E in una caduta si trasforma l’impresa dei due protagonisti del racconto, ossia la costruzione di un supercalcolatore in grado di svelare addirittura il senso stesso dell’Esistenza. A costruzione ultimata l’uomo azionerà la leva, il quadro dei comandi emetterà i suoi impulsi luminosi e la domanda delle domande verrà pronunciata; ma la risposta del Calcolatore finirà per tradire le attese dei suoi creatori e sovvertirà per sempre l’ordine galattico costituito. È questa, in estrema sintesi, l’intuizione espressa in modo fulminante nel racconto di Brown: il rischio che la realizzazione da parte dell’uomo di macchine sempre più potenti e intelligenti possa condannarlo irrimediabilmente ad una esistenza di subalternità rispetto ai frutti stessi del suo ingegno.
Con gesti lenti e solenni Dwar Ev procedette alla saldatura – in oro – degli ultimi due fili.

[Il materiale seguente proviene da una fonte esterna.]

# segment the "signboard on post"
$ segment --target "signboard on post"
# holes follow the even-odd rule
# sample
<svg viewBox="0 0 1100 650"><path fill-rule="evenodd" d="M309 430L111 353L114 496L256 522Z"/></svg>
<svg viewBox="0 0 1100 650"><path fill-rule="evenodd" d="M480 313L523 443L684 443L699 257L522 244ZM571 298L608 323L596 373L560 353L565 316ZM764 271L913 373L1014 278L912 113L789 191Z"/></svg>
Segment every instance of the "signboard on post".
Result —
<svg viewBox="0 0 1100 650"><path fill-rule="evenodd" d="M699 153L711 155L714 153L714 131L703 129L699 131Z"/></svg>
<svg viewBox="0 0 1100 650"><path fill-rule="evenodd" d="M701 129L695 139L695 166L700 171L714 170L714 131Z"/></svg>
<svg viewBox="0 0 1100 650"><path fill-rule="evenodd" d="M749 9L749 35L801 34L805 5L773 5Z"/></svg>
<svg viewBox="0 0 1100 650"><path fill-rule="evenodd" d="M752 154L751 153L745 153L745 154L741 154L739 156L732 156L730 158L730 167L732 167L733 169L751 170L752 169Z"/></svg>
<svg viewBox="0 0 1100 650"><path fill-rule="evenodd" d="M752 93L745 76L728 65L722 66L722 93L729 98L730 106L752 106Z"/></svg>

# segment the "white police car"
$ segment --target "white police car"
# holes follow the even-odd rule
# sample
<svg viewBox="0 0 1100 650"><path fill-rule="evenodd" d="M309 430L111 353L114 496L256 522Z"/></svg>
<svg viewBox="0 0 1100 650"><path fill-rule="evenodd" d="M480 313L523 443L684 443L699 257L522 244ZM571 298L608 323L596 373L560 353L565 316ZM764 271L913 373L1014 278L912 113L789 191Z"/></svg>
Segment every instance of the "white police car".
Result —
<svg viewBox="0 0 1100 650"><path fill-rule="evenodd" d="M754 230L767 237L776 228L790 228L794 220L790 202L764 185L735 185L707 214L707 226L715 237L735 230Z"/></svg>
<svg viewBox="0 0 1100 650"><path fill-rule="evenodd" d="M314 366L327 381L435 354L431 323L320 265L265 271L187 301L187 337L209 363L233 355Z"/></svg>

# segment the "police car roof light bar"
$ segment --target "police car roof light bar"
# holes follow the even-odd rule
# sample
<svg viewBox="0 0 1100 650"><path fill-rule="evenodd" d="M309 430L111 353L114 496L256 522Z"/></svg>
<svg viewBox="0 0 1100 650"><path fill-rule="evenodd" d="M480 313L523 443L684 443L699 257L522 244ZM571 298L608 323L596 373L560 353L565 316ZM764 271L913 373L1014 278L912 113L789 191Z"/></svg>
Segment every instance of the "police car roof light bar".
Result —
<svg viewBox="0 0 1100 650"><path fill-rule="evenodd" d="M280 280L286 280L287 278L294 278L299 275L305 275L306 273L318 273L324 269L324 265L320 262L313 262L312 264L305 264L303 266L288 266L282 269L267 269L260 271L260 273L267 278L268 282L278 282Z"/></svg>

Gli occhi di venti telecamere erano fissi su di lui e le onde sub-eteriche portarono da un angolo all’altro dell’universo venti diverse immagini della cerimonia.
Si rialzò, con un cenno del capo a Dwar Reyn, e s’accostò alla leva dell’interruttore generale: la leva che avrebbe collegato, in un colpo solo, tutte le gigantesche calcolatrici elettroniche di tutti i pianeti abitati dell’universo – novantasei miliardi di pianeti – formando il supercircuito da cui sarebbe uscita la supercalcolatrice, un’unica macchina cibernetica racchiudente tutto il sapere di tutte le galassie.
Dwar Reyn rivolse un breve discorso agli innumerevoli miliardi di spettatori. Poi, dopo un attimo di silenzio, disse: «Tutto è pronto, Dwar Ev».
Dwar Ev abbassò la leva. Si udì un formidabile ronzìo che concentrava tutta la potenza, tutta l’energia di novantasei miliardi di pianeti.
Grappoli di luci multicolori lampeggiarono sull’immenso quadro, poi, una dopo l’altra, si attenuarono. Dwar Ev fece un passo indietro e trasse un profondo respiro.
«L’onore di porre la prima domanda spetta a te, Dwar Reyn».
«Grazie» disse Dwar Reyn. «Sarà una domanda cui nessuna macchina cibernetica ha potuto, da sola, rispondere».
Tornò a voltarsi verso la macchina: «C’è Dio?».
L’immensa voce rispose senza esitazione, senza il minimo crepitìo di valvole o condensatori. «Sì: adesso, Dio c’è».
Il terrore sconvolse la faccia di Dwar Ev, che si slanciò verso il quadro di comando.
Un fulmine sceso dal cielo senza nubi lo incenerì, e fuse la leva inchiodandola per sempre al suo posto.